Au début, les 2-3 premières années ça l’était vraiment. Il faut se faire un nom, une réputation, à force de travail. Il faut peut être prouver un peu plus que les garçons. Maintenant tout va très bien, mon travail est reconnu. Autant ça peut être plus simple d’être une fille pour faire de l’antenne, autant pour d’autres tâches c’est des fois plus difficile.

Que pensez-vous du fait qu’Hélena Costa décide, au bout de deux mois, de ne plus entraîner Clermont ?

Elle a ses raisons. Je ne peux pas commenter son choix. Mais une chose est certaine, c’est très difficile de se faire accepter dans un monde masculin quand on est une femme. Elle a en tout cas éveillé l’attention, ouvert la voie. Corinne Diacre a pris le relais. J’attends de voir plus de femmes arbitres aussi, pourquoi pas au Mondial 2018 ??

Vous jouez au foot à haut niveau, c’est quoi la différence entre le foot masculin et féminin ?

La différence se situe avant tout sur le plan physique et de la vitesse. Les contacts sont moins rudes, le jeu est un peu moins intense. Après, sur un plan tactique je pense que ça se vaut. En tout cas la progression du football féminin est incroyable. Et ce n’est pas fini. Croyez moi, je joue avec des jeunes filles de 19 ans, on a cinq ans d’écart, mais elles foncent à travers les portes que les pionnières ont ouvert avant nous.

Vous êtes jeune, quelle est la force pour faire son trou dans ce milieu ?

Il faut avoir une motivation sans faille et aimer son métier. A partir de là, tout est plus simple. Le truc, c’est aussi d’avoir un petit plus qui fera la différence : pour mon cas, c’est la pratique du football, les connaissances ou encore ma maîtrise de la langue allemande.

Le foot pour Margot :

Le meilleur joueur de Ligue 1 pour vous :

Il faudrait plutôt me demander le meilleur joueur par poste, car chaque poste est différent, on ne peut pas généraliser. Mais pour tenter de répondre quand même, je vais dire Zlatan Ibrahimovic.
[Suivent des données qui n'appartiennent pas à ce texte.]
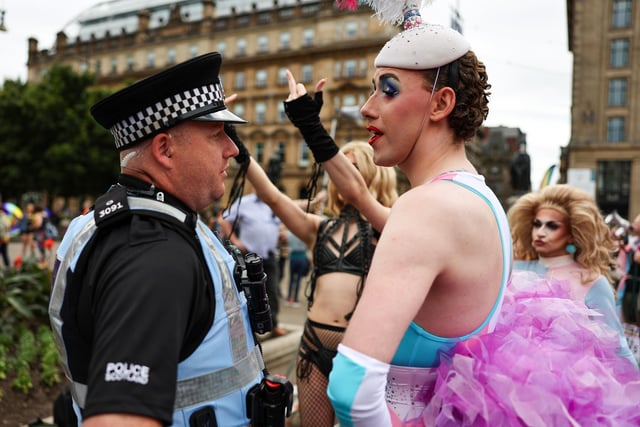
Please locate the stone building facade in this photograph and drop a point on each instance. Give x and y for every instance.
(121, 41)
(604, 150)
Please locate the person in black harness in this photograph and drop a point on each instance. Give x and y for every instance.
(343, 244)
(150, 321)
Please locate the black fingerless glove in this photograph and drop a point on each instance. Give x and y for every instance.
(304, 113)
(243, 155)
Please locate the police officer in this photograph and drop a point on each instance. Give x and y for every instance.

Il est unique en son genre.

Le meilleur invité que vous ayez eu :

L’un des meilleurs « clients » que j’ai rencontré est sans doute Franck Béria. Il est top. Gentil, drôle, abordable. Très agréable de passer une journée avec lui ! Mais il y en a plein d’autres aussi (Nolan Roux, Gary Kagelmacher, Jérémie Aliadiere, Aissa Mandi, Claudio Beauvue…). Que des garçons qui sont restés simples, abordables, anti-stars.

Le joueur le plus drôle : Franck Beria

Le joueur le plus chiant à interviewer : Il n’y en a pas. J’ai pris du plaisir à chaque fois.
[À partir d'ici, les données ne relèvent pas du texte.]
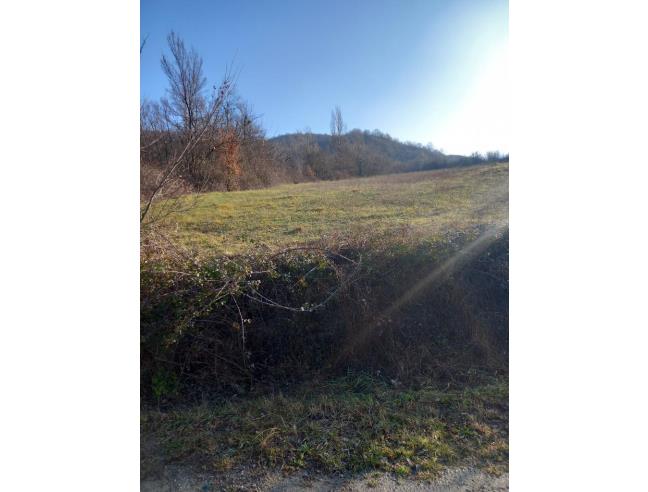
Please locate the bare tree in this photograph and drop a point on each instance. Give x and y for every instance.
(186, 136)
(184, 71)
(337, 122)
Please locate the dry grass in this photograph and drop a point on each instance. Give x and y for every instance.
(429, 202)
(352, 424)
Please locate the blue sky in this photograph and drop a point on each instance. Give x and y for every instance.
(421, 70)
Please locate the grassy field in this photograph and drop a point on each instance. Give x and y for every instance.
(431, 202)
(286, 402)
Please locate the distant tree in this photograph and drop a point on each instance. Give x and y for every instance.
(338, 128)
(184, 72)
(493, 156)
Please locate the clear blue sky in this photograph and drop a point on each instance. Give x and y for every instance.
(421, 70)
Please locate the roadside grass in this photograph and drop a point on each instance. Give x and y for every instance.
(352, 424)
(431, 202)
(358, 422)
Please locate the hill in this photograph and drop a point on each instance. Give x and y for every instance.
(357, 153)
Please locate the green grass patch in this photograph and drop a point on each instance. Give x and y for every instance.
(430, 203)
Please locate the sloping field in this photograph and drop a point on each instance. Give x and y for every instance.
(431, 202)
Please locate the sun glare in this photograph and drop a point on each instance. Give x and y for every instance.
(480, 124)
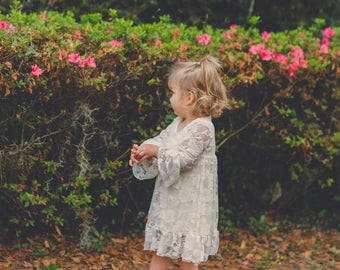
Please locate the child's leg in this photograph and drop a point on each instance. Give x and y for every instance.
(187, 266)
(159, 263)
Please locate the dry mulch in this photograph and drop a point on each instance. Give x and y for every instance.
(296, 249)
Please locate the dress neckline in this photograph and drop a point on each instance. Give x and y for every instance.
(189, 124)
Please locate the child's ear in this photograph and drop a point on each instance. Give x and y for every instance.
(190, 98)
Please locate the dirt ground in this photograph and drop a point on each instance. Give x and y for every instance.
(297, 249)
Le footballeur ou entraineur le plus langue de bois : Je ne sais pas, tout dépend du contexte dans lequel on l’interview… A la mi-temps ou après un match, la plupart sont langue de bois.

Le meilleur commentateur : Chacun a son propre style. J’aime beaucoup celui de Philippe GENIN.
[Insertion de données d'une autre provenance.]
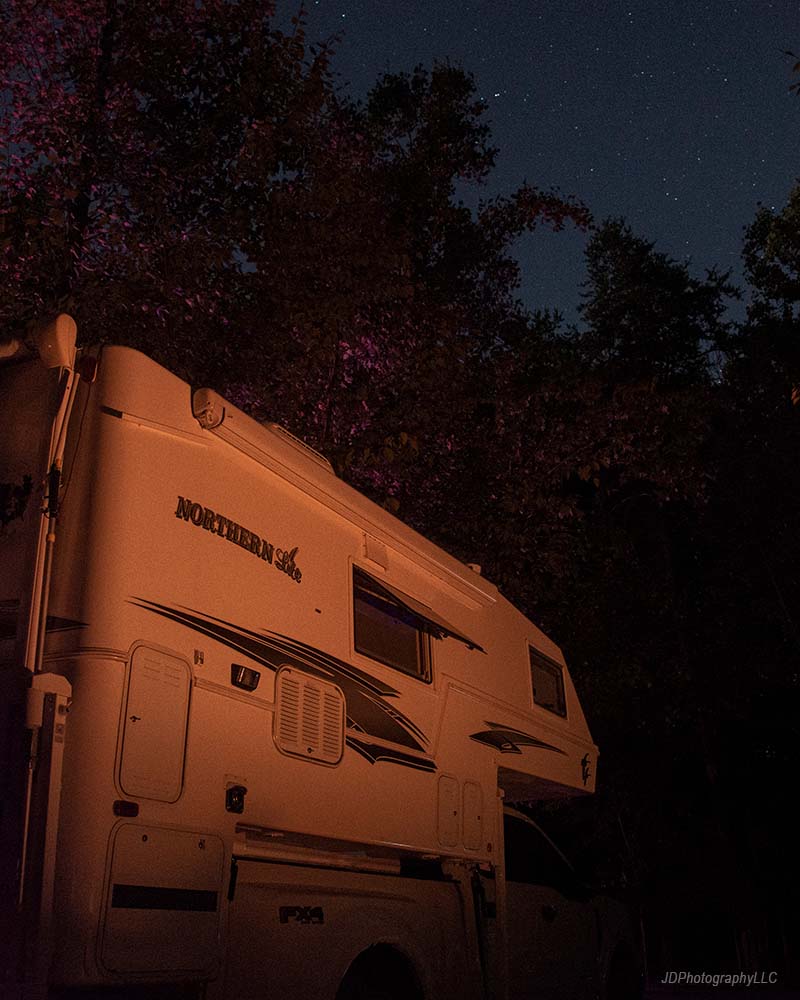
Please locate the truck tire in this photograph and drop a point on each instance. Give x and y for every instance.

Le joueur / entraineur le plus sexy : En joueur j’adore Marco Reus et Toni Kroos. C’est mon côté allemand. En entraîneur j’aime bien Joachim Löw, Philippe Montanier, Hubert Fournier, José Mourinho, Christophe Galtier…

Le joueur le plus fou : Alexy Bosetti sans hésiter :-).

Le joueur qui pourrait remplacer Paganelli (homme de terrain de Canal Plus) : je verrais bien Souleymane Diawara ou Guillaume Hoarau, deux blagueurs qui savent parler football.